My wife is a bit freaked. That is a MR52 (4 in long plastic bait) those grubs have some serious chompers.

hOOter


----------



## hooter (Aug 12, 2005)

*Log*

Here is the log. The tractor had a tough time lifting this one.


----------



## bill (May 21, 2004)

Those are the largest I have seen.

As a spinner...a faceshield is a must LOL Mesquite is the worst for the big juicy bugs to come flying out LOL


----------



## JS Fog (Sep 4, 2012)

Little corn meal, salt and pepper, and we have a meal.


----------



## Slip (Jul 25, 2006)

I have had a lot of that juice hit me in the past. Now use face shield, but still get it everywhere else on me. They feel wet hitting you...... Lol


----------



## BATWING (May 9, 2008)

I bet pretty good mesquite flavor when grilled. A little garlic butter..


----------



## ronbeaux (Mar 25, 2006)

Wow!


----------



## Law Dog (Jul 27, 2010)

Gumbo!


----------



## pshay4 (Aug 18, 2005)

Rhinoceros beetle.


----------



## Its Catchy (Apr 10, 2014)

Thats why I would Kiln Dry any of that wood before I put it in my house!

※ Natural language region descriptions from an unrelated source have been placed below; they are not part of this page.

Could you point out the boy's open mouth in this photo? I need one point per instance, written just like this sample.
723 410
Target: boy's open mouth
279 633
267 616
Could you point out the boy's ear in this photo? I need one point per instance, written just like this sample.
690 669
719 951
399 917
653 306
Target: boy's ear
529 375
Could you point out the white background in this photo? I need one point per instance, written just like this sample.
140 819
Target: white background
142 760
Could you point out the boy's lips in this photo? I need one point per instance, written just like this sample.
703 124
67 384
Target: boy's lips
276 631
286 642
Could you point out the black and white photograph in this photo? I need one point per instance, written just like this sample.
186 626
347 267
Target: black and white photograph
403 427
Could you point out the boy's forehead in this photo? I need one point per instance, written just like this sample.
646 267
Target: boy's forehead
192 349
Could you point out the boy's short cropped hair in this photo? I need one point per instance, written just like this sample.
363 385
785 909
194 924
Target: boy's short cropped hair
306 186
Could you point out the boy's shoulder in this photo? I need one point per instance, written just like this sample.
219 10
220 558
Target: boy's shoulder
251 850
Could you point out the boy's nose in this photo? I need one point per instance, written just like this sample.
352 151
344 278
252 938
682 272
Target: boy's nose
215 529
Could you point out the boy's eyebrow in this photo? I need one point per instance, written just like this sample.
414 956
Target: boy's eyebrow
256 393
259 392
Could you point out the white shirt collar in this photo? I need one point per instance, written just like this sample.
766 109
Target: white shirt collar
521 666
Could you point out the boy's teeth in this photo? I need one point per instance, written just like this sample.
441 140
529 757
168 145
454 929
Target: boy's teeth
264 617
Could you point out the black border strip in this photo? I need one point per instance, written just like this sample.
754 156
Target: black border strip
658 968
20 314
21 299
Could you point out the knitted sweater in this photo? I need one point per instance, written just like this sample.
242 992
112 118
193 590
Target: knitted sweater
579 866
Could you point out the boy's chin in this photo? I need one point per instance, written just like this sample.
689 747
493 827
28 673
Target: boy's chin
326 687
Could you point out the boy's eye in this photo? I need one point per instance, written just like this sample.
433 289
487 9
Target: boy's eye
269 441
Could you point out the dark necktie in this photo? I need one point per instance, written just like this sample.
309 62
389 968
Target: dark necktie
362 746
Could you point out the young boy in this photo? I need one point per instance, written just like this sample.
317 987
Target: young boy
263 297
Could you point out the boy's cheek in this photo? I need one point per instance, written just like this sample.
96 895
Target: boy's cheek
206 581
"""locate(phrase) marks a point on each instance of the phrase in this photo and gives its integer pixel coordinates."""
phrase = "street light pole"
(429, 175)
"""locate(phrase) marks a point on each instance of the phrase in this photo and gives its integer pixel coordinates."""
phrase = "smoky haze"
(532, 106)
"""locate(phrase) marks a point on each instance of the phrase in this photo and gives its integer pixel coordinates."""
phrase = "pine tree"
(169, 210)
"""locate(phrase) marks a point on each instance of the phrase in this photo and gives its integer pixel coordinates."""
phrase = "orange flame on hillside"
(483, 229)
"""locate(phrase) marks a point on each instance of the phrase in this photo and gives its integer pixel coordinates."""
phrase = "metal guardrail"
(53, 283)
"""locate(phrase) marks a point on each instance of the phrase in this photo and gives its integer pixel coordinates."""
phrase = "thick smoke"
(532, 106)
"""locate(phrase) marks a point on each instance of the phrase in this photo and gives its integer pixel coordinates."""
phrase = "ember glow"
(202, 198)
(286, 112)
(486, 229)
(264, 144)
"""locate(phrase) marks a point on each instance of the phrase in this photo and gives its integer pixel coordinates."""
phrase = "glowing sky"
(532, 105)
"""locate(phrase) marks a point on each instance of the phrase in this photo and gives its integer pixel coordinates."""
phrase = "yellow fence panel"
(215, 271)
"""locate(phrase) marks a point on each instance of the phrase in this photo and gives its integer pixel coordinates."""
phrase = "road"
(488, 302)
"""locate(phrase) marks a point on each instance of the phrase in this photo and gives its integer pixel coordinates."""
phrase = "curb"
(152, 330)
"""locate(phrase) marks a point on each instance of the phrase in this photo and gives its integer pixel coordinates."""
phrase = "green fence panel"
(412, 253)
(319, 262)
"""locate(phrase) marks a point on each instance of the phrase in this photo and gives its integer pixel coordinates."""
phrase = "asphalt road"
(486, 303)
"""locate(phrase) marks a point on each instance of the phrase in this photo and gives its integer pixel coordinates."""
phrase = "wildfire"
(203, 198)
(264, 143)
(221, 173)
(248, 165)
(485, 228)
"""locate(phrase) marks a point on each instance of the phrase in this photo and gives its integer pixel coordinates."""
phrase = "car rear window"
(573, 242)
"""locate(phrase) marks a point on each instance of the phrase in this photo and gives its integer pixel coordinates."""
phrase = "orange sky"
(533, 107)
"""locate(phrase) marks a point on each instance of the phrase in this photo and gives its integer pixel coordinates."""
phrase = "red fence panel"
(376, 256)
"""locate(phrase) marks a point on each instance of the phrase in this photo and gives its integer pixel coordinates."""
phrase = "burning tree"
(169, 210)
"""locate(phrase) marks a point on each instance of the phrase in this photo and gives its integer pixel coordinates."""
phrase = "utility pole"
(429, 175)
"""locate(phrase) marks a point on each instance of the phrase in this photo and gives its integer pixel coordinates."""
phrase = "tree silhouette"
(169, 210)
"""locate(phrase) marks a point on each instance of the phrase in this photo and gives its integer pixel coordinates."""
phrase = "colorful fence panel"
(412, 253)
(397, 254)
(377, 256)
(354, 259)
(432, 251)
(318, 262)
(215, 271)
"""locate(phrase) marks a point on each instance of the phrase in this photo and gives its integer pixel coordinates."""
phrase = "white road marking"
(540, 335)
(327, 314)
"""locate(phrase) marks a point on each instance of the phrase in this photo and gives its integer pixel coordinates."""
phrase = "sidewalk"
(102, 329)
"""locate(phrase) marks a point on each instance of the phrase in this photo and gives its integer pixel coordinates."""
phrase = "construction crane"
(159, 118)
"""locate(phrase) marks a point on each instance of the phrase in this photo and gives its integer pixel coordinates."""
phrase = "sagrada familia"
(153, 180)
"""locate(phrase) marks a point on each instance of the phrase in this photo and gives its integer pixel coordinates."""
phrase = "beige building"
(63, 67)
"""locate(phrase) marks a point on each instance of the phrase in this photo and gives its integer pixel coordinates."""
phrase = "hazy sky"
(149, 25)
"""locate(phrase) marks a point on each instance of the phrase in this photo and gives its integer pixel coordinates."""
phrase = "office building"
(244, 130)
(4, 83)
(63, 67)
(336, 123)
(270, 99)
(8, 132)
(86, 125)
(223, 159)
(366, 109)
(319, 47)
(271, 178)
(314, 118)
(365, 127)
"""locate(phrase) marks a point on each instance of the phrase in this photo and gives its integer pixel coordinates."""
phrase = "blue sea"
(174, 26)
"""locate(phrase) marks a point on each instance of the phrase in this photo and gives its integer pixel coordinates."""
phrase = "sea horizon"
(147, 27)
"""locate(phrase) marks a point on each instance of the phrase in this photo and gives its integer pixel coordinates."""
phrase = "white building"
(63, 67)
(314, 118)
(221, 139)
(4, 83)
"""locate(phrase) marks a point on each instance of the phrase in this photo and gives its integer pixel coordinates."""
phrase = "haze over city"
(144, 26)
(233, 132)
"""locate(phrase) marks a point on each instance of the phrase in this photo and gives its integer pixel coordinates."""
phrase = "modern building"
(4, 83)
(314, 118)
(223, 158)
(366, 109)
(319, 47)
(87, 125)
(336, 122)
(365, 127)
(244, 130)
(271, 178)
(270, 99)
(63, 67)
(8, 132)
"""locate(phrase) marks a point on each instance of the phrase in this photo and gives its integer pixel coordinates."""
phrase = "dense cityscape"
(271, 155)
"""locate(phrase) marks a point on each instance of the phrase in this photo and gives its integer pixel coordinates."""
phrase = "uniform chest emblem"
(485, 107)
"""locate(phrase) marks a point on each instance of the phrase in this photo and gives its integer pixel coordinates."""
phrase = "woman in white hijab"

I think a 130 degrees for five or six hours is recommended to kill bugs. 

In the case of those monsters you may want to turn up the heat a notch!


----------



## hooter (Aug 12, 2005)

check.

5 shop lights get hot (>130 deg in fact)


----------



## bluefin (Aug 16, 2005)

We were doing some land clearing and found those also. Man they are big and juicy!
My first thought was where is some good bass water to drop these in?


----------



## Its Catchy (Apr 10, 2014)

Hooter,

Thats one heck of a homemade kiln!


----------